Fast forward a year and Paul is working listlessly in a Lands End call centre and living in a luxe apartment below a Eurotrash neighbour (Christoph Waltz) with shady big-small contraband dealings. After one of Dusan’s hedonistic parties, Paul meets Ngoc Lan Tran (Hong Chau), a former Vietnamese political prisoner and minor celebrity who hobbles on one good leg cleaning the houses of the wealthy.

Through her Paul sees the seedy, largely Hispanic, side of Leisureland, fittingly, on the other side of the massive wall that surrounds the community. He puts his doctoring skills to work helping the poor. She’s pushy, and he can’t say no. It’s a worry that her broken English is being played for laughs, and disappointing that her fierceness is apparently waiting to be softened by a white man’s touch.

Fate finds them all back in Norway at the pioneering small commune that started it all, where Paul is faced yet again with leaving the world he knows behind. Things get a bit strained here.
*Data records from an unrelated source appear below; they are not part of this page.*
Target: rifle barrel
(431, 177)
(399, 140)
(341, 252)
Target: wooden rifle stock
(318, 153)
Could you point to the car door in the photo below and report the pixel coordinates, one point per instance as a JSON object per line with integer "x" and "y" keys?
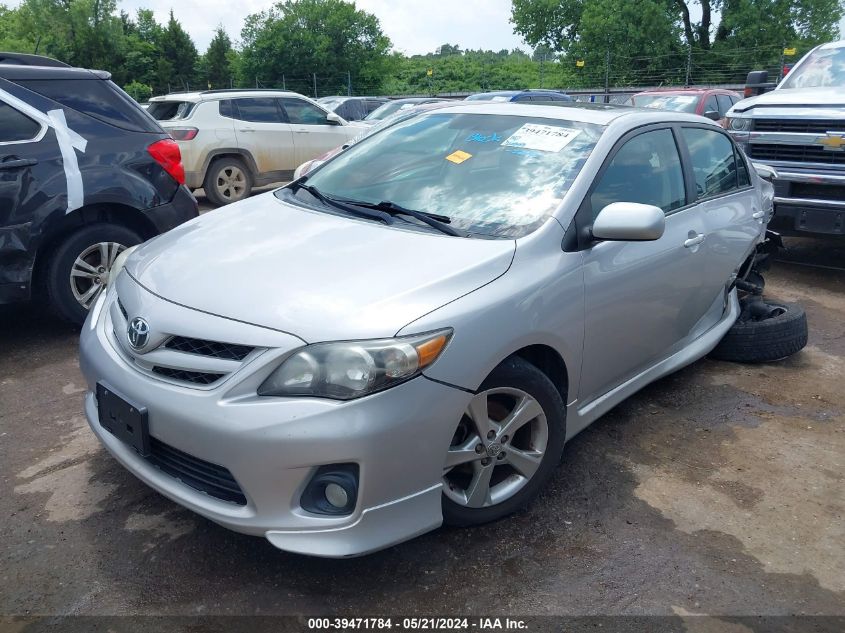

Downsizing is an ardently humane film but it leaves itself nowhere to go, backing itself into a corner (or down a hole, if you will) and leaving us feeling that this isn’t the journey we signed up for. 

Great effects; fun cameos by Neil Patrick Harris, Laura Dern, Udo Kier, Jason Sudeikis, Niecy Nash, Margo Martindale and James Van Der Beek (plus Mary Kay Place as the voice of a disgruntled Lands End customer). But this is really Damon’s film to carry, and he’s weighed down by his most boring characterization to date. Paul talks about purpose but has none, and we still don’t believe he has found it by the story’s end. With our protagonist’s motivations unclear, so too is the point of the film.